Im Grunde ist die These der AutorInnen Alix Rule und David Levine recht simpel: In bestimmten Medien und Institutionen der zeitgenössischen Kunst tritt ein neuer Sprachgebrauch in Erscheinung, der sich deutlich von der etablierten Norm des Englischen unterscheidet. So weit, so gut. Doch dann folgt das normative Urteil: Diese besondere Sprache „weist sämtliche Kennzeichen des Englischen auf [...], und doch handelt es sich in strengem Sinn nicht um Englisch“2. Sie sei „auf merkwürdige Weise pornografisch“3. So wird eine andere Art und Weise des Sprachgebrauchs in unserer sich ständig wandelnden sozialen und kulturellen Praxis als eine an Obszönität grenzende Abweichung stigmatisiert. Letztendlich war es diese moralische Empörung über einen speziellen Sprachwandel, der als stellvertretend für die zeitgenössische Kunst bzw. als Symptom ihrer Dekadenz verstanden wurde, die all die öffentliche Aufmerksamkeit erregt, die emotionalen Kritiken ausgelöst und das Publikum über Fragen aufgebracht hat, die weit über den Kunstbereich hinausgehen. Rules und Levines Pamphlet zielt also, wenn auch eher implizit als explizit, auf eine viel größere Bühne ab, auf der die Zusammenhänge von politischer Ungleichheit und sozialer Ungerechtigkeit Teil eines globalen Dramas sind, in dem die Kunst mit ihrer Klage über die eigene pervertierte Sprache eher eine Nebenrolle spielt.
Doch was werfen sie dem International Art English eigentlich vor? Letztlich, dass es von der Norm des (britischen) Englisch abweicht. Wie haben die AutorInnen diese Abweichung festgestellt? Durch die präzise, empirische, „objektive“ Messung der Abweichung dieser „besonderen Sprache“ von der Norm in Gestalt des sogenannten BNC, des British National Corpus, einer Sammlung von etwa 100 Millionen Wörtern aus verschiedensten Quellen, die als repräsentativer Durchschnitt des gesprochenen und geschriebenen britischen Englisch des späten 20. Jahrhunderts gilt.4 Mithilfe einer neu entwickelten Software haben Rule und Levine die Häufigkeit bestimmter Wörter in den Korpora des BNC und des IAE verglichen, wobei das IAE-Korpus die in den Pressemitteilungen von e-flux verwendeten Wörter umfasst. So etwa kommt das Wort „reality“ im IAE-Korpus viermal so oft vor wie im BNC. „The real“ erscheint 2.148-mal in einer Million Einheiten des e-flux-Korpus im Vergleich zu nur zwölfmal pro Million im BNC, also 179-mal so oft.5
Diese „exakt“ gemessene lexikalische Differenz führen die AutorInnen als Hauptargument dafür an, dass das International Art English eine eigene Sprache sei.6 Dieses Argument macht außerdem deutlich, worum es den AutorInnen des Essays wirklich geht, nämlich um Abgrenzung: Zum einen wird eine Sprache durch das Ziehen einer Grenze von einer anderen getrennt, und zum anderen wird die neu definierte sprachliche Einheit mit ein wenig sozialem Substrat und normativer Bedeutung bzw. einer ideologischen Legitimation unterfüttert.

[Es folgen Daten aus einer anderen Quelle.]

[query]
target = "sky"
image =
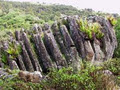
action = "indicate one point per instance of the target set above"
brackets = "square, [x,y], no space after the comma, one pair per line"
[110,6]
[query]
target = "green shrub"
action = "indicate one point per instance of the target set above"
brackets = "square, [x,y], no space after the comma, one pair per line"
[113,65]
[112,20]
[90,28]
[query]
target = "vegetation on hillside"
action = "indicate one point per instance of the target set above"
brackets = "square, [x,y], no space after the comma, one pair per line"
[90,77]
[16,15]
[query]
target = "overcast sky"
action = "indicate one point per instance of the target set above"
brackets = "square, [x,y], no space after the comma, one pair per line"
[111,6]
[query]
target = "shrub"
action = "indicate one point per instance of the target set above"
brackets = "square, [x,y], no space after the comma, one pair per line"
[113,65]
[90,29]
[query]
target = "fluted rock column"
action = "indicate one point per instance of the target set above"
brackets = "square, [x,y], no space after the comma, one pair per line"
[77,37]
[53,48]
[42,53]
[26,58]
[75,59]
[34,61]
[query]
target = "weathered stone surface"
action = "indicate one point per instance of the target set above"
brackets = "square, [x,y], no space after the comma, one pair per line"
[42,53]
[77,37]
[62,46]
[89,51]
[26,58]
[34,61]
[20,63]
[109,41]
[72,52]
[53,48]
[99,54]
[9,60]
[59,39]
[34,77]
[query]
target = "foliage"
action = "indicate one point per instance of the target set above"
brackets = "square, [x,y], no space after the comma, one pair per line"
[112,20]
[89,78]
[14,50]
[117,31]
[90,29]
[113,65]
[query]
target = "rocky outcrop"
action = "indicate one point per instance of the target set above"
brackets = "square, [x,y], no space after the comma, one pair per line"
[61,45]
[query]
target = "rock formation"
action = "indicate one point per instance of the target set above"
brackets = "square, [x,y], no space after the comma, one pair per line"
[61,45]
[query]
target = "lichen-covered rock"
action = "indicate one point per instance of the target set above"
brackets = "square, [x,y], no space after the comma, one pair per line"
[34,77]
[62,45]
[53,48]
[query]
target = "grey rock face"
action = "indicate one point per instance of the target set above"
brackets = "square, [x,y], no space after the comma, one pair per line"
[61,45]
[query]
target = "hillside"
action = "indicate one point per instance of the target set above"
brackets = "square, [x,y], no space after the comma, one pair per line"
[58,47]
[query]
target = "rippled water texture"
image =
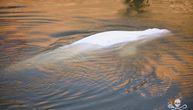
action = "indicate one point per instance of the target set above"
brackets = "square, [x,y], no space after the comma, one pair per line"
[37,73]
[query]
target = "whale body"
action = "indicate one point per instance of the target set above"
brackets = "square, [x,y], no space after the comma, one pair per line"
[109,38]
[100,41]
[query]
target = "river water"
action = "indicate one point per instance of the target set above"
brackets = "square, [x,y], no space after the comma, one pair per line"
[132,77]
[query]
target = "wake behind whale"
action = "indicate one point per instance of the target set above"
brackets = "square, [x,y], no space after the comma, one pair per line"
[94,70]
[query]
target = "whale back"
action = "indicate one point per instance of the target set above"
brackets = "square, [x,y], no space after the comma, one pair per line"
[109,38]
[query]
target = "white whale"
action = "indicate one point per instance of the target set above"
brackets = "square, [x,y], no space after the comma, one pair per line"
[102,40]
[109,38]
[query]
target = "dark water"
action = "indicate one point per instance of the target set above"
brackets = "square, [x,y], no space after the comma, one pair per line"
[35,73]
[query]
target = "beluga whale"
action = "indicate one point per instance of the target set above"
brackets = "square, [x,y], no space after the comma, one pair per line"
[98,41]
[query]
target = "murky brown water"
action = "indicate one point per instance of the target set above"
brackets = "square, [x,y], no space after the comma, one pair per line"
[117,78]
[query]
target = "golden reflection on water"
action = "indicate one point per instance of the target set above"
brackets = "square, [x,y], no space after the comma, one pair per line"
[35,26]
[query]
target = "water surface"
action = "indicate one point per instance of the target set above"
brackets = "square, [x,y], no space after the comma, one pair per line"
[142,77]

An dieser Stelle gilt es, eines deutlich zu machen: Grenzen, die vermeintlich Sprachen voneinander trennen oder Sprachen von ihren Dialekten unterscheiden, werden willkürlich gezogen. Sie stellen Konventionen dar und entspringen weder einer intrinsischen noch einer sprachlichen oder sonstigen Notwendigkeit. Anders gesagt, sprachliche Grenzen lassen sich nicht empirisch ermitteln und in diesem Sinne auch nicht wissenschaftlich verifizieren.7
Das gilt es angesichts der Schlussbemerkung der AutorInnen in der Einleitung zu beherzigen, die die Leserschaft dazu auffordert, ihr Argument nicht als „übertrieben raffinierten Scherz“ zu betrachten. Es sei, so wollen sie uns glauben machen, „nichts Seltsames“ an der Sprache, die sie gerade erfunden haben:8 „Wir meinen es ziemlich ernst.“9

Verfremdung als Abweichung
Auch wir sollten das International Art English ernst nehmen, jedoch nicht als eine auf empirischen oder in diesem Fall statistisch belegten Daten basierende sprachliche Gegebenheit, sondern als willkürlich umrissene sprachliche Einheit, deren Leere sie zu einer perfekten Projektionsfläche für eine Reihe normativer sowie politischer Forderungen macht. Das IAE mag eine imaginäre Sprache sein, doch es als Sprache zu bezeichnen hat reale Auswirkungen, mit denen wir uns ernsthaft befassen sollten.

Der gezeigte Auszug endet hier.